TypeError: cannot read getLastResetTime of undefined

URL of experiment: Haley Kragness / Puppy In The Park · GitLab

Description of the problem:
I just had a participant send me the following error, which I have never encountered:

TypeError: cannot read getLastResetTime of undefined

Googling the error didn’t come up with anything useful. Should I be worried or could this just be idiosyncratic for this participant? They reported using Chrome.

The issue is probably not about getLastResetTime but is instead about the object you tried to getLastResetTime of being undefined.

I see what you mean. I’m a little lost about how to narrow down why this might have come up all of a sudden. We’ve run the experiment perhaps over 100 times without ever getting this specific error. Maybe something weird happened for this specific person.

If it’s that rare it could easily be due to a brief memory glitch rather than something solvable.
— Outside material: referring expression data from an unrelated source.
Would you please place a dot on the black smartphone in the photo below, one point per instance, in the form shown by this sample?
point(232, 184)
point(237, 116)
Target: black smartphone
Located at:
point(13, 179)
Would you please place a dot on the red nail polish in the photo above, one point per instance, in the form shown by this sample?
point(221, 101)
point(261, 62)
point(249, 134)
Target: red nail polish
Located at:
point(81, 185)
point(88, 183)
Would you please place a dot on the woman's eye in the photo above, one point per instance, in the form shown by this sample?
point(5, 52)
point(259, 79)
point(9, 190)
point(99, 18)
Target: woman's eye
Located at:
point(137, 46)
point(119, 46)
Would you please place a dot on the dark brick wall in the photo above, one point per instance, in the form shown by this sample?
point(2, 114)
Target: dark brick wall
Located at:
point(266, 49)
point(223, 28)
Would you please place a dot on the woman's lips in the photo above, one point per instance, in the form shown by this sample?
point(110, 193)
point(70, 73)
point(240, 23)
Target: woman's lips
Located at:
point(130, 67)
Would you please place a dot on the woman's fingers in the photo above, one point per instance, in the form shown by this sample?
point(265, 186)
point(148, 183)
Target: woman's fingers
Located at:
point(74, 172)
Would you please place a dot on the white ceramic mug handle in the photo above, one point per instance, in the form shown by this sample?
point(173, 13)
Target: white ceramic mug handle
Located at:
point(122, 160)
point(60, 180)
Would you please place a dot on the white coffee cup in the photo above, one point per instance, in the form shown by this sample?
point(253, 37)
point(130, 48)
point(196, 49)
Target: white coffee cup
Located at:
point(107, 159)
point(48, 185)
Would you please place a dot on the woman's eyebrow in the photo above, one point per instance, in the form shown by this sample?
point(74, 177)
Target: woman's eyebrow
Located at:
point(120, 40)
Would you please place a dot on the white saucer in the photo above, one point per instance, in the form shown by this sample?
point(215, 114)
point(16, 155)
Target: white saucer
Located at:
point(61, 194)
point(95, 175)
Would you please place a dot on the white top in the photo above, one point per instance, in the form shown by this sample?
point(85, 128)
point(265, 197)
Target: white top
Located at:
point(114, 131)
Right, yes, that makes sense. One thing I’ve really struggled with Pavlovia is that I can get everything working fine on Chrome from my perspective, but then participants report all sorts of random errors that are different for everyone (e.g. the error in my post above, “it stops at the third trial and won’t continue”, other random “red-box” errors like this one for a particular stimulus that won’t load just for them, etc.). I would say it happens for perhaps 10% of people who otherwise appear to be using Chrome and working fine. It makes it really difficult to troubleshoot when the errors aren’t replicable. :confused: I’m not sure whether this is a Pavlovia issue or if I would have the same problems with jsPsych etc.

Hey! These kinds of problems often originate from a combination of two factors:

  1. The bewildering variety of devices and browsers that PsychoJS (or any other web-application) runs on.
  2. That our experiments are also very varied and often involve a bit of programming by researchers themselves.

Big companies throw millions at solving that kind of stuff; the teams that simply test their software are a multitude of times bigger than our whole development team.

TLDR: you’ll likely have this in any system in our field. However, we seem to have the most advanced testing pipeline (and the biggest user base), so my guess is we’ll score a bit better than most.

Yes, this is very understandable. And I’m sure browsers get updated and change all the time. One of the reasons I’m particularly sensitive to this is that we work with a lot of child participants, and once we get them hyped up to play the “experiment game” they’re like, CRUSHED if they don’t get to play. (cute but sad haha). Is there anything we could try to do to mitigate this, for example… do we know if audio files are most likely to cause incompatibilities? Or videos in particular? We try to use lots of both to make the “games” engaging, but it’s sometimes aesthetic and we can definitely modify in many cases.

I feel you. I’ve got two suggestions:

  • Yep, be careful with your formats. However, it seems you’re using the right ones already as far as I can tell. Here is an overview: Media formats suitable for online studies — PsychoPy v2021.1
  • Have you got any control over the devices they use? If so, stick with the same browser (Chrome). Or… given that they are enthusiastic, ask them to try it out in Chrome (instead of whatever browser they are using)

Would that help?

Thanks Thomas! We typically tell them in advance that using Chrome on a desktop/laptop works best, but even when they do, perhaps 10% of them still have some issue pop up. Sometimes refreshing the page once or twice fixes it, other times not. I’m sure various things about the quality of their connection, if they’re using a VPN, etc etc. could possibly interfere. At least it sounds like we’re doing all the right things :slight_smile:

Sounds so indeed! Sorry I can’t be of more help. Meanwhile we’re expanding our testing suite, so any stability issues should become less and less over time.